- Associated Press - Monday, February 1, 2016

INDIANAPOLIS (AP) - Indiana senators have another day before they debate any changes to a bill that would protect lesbian, gay and bisexual - but not transgender - people from discrimination, as Republicans who control the chamber put off action Monday following a closed-door meeting and lobbying pressure.

“I’m working on some amendments and some other people have asked me to hold it,” said bill author Sen. Travis Holdman, R-Markle.

The measure has drawn criticism from Democrats and LGBT rights activists who say it does not go far enough. Religious conservatives, meanwhile, argue that while the bill permits exemptions for clergy members and religious businesses and organizations, it would still force people outside those categories to provide services for things they object to like same-sex marriages.

Still, Senate President David Long said last week he intends to bring the measure to the floor for a vote, whether or not it has enough support to pass. He declined Monday to comment on the pending bill.

Long vowed last year to revisit LGBT rights after Indiana drew national criticism for a religious objections law that opponents said sanctioned discrimination against same-sex couples.
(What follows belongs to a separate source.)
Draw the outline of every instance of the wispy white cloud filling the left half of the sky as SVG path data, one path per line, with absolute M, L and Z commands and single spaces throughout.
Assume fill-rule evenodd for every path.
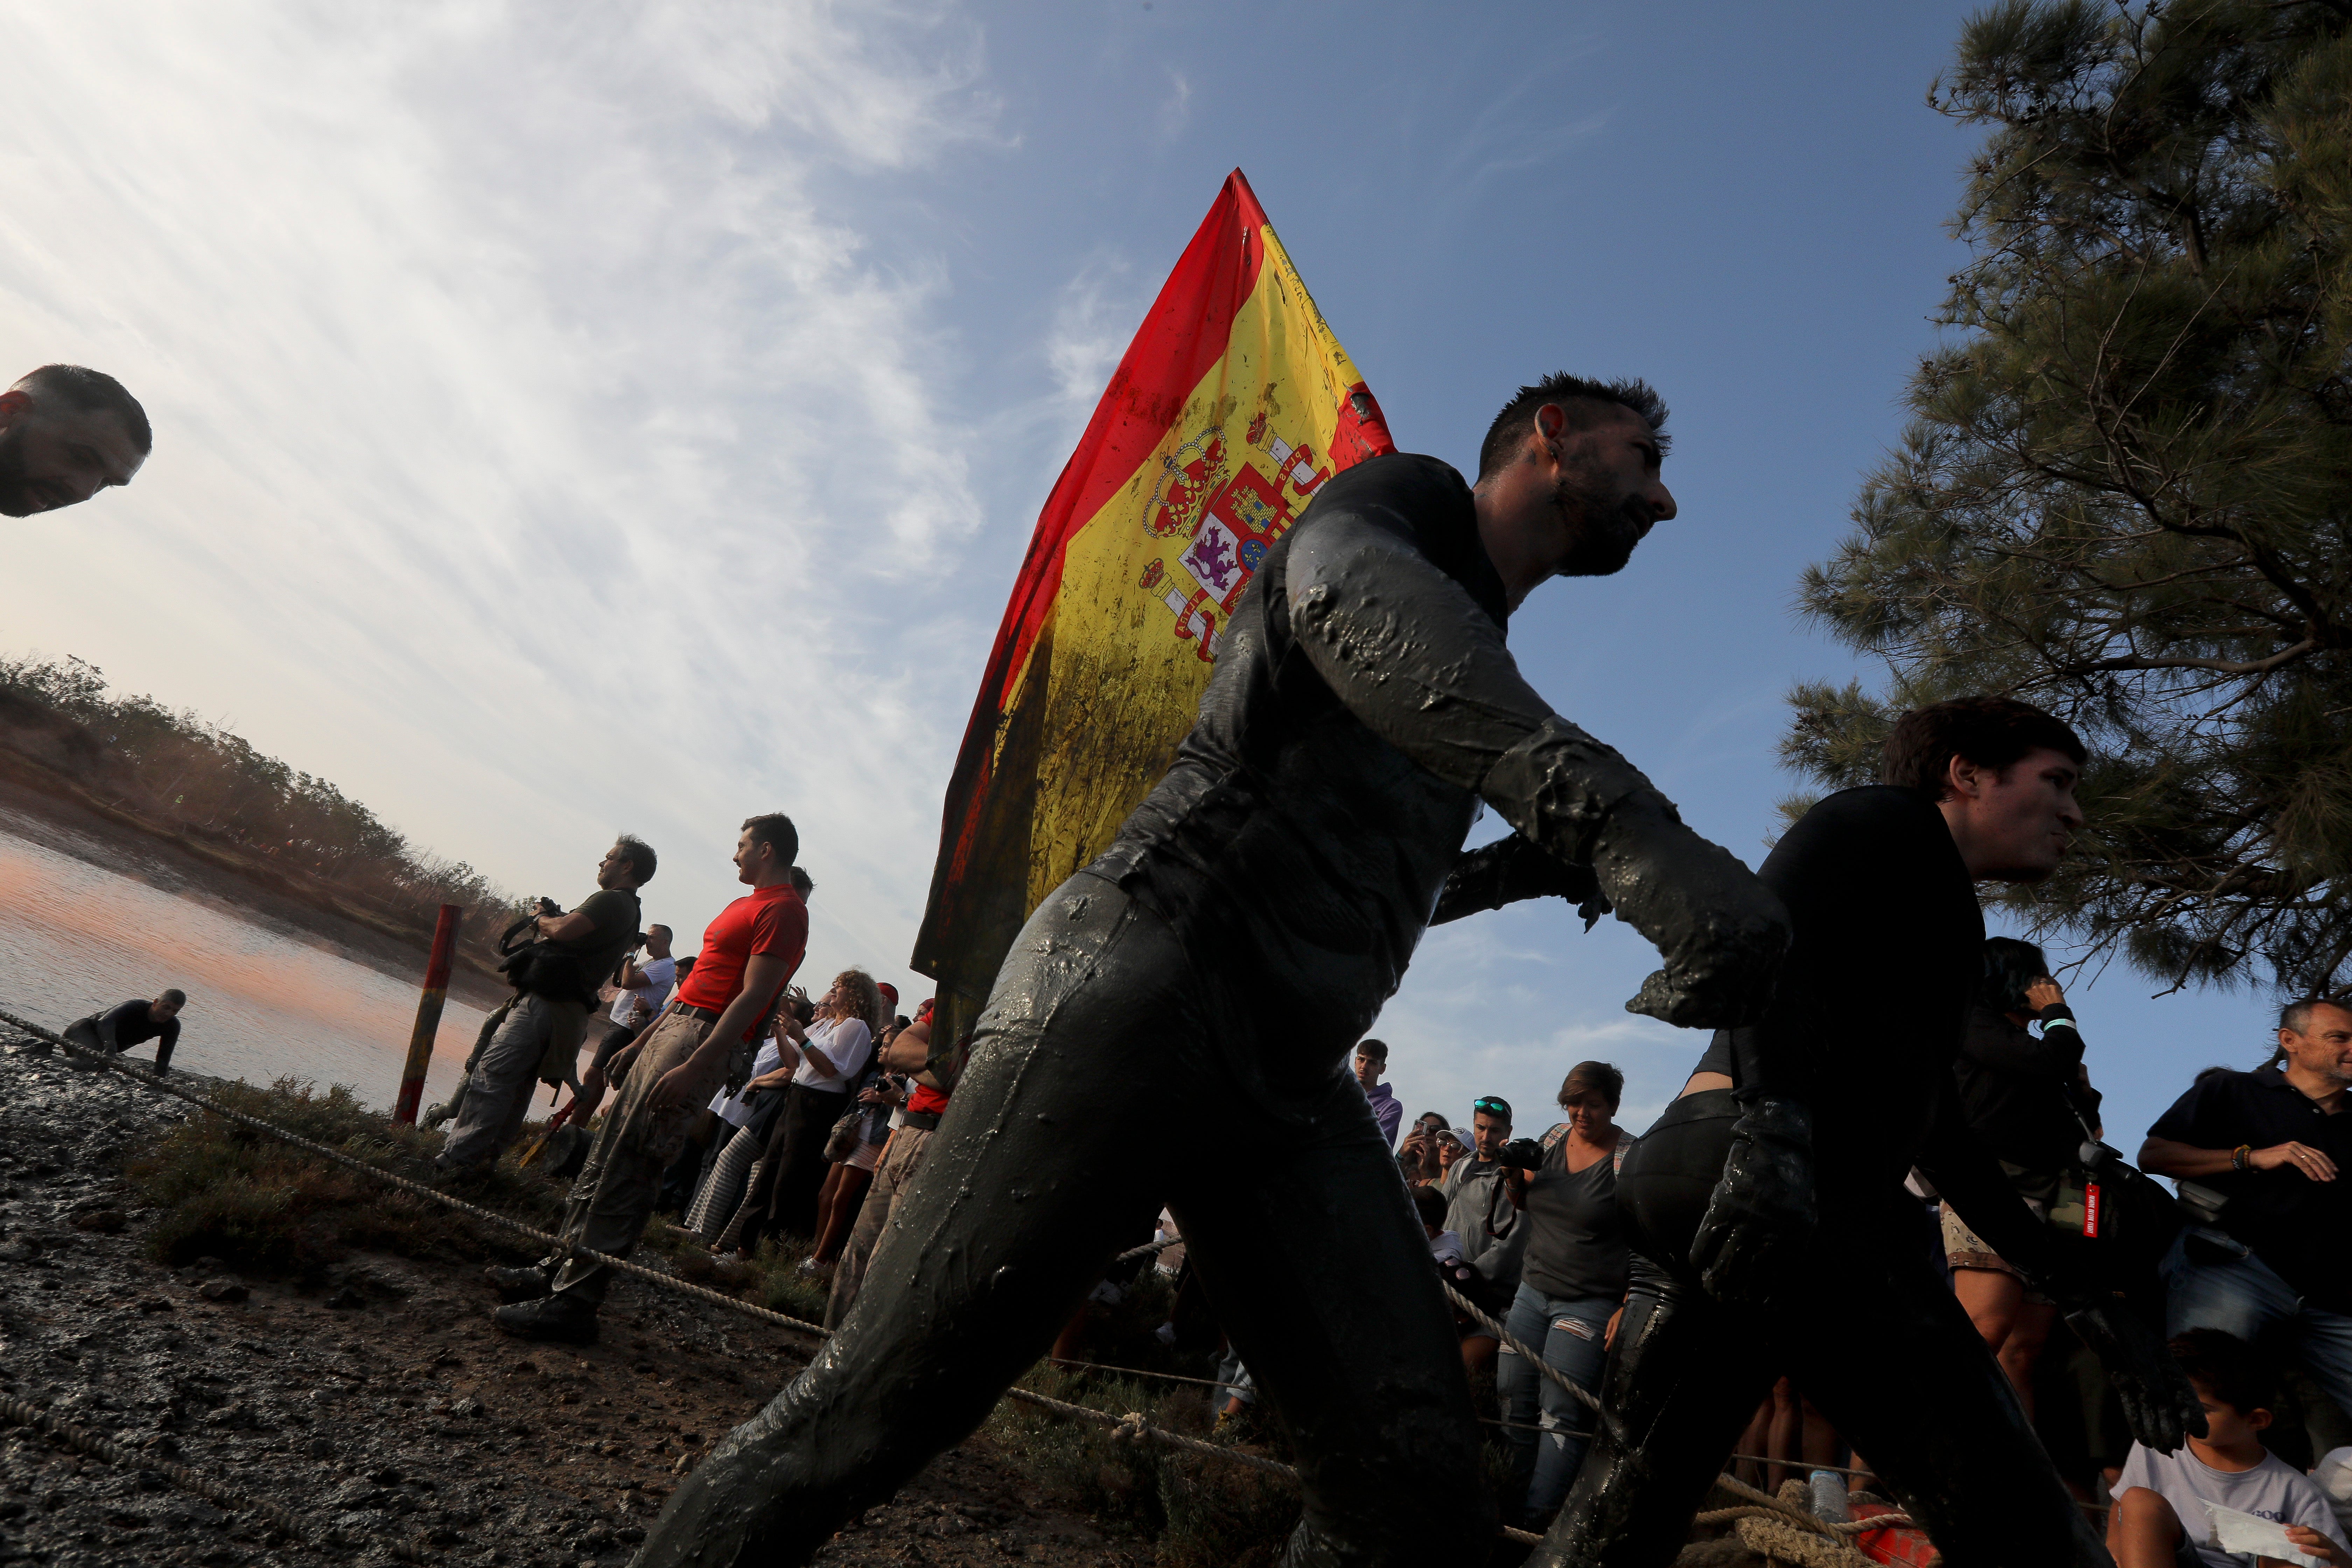
M 12 31 L 0 367 L 115 371 L 158 449 L 12 524 L 7 642 L 228 708 L 527 891 L 633 825 L 687 926 L 788 804 L 828 945 L 896 971 L 908 879 L 868 860 L 927 860 L 936 778 L 896 762 L 969 684 L 875 651 L 978 503 L 941 266 L 821 190 L 988 136 L 978 35 L 811 2 Z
Some cities, including Indianapolis and South Bend, already have their own ordinances in place that provide protections that the bill will honor, though ordinances adopted after 2015 wouldn’t be allowed. Taking away that power to establish local protections has drawn criticism from the Indiana Urban Mayors Caucus, which represents Indiana cities with populations larger than 30,000.

“We believe as local elected officials that we should retain the right to work together to enact civil rights protections that make sense for our communities,” Indianapolis Mayor Joe Hogsett said in a statement from the caucus.

South Bend Mayor Pete Buttigieg, who is president of the Mayors Caucus, also spoke against the latest proposal. His city passed an LGBT protection ordinance in 2012.

“I believe that most religious people in Indiana are not committed to discrimination,” Buttigieg said. “It is absolutely possible to balance religious freedom and not discriminate.”

Sen. Ron Alting, R-West Lafayette, recently filed amendments to allow transgender protections from housing discrimination and extending the deadline that cities have to adopt local ordinances.

“I think that is a toe in the water on equal rights,” he said. “I don’t think either one of them go far enough, but here in the General Assembly you learn to compromise. We’ll see what the will of the caucus is and we’ll go from there.”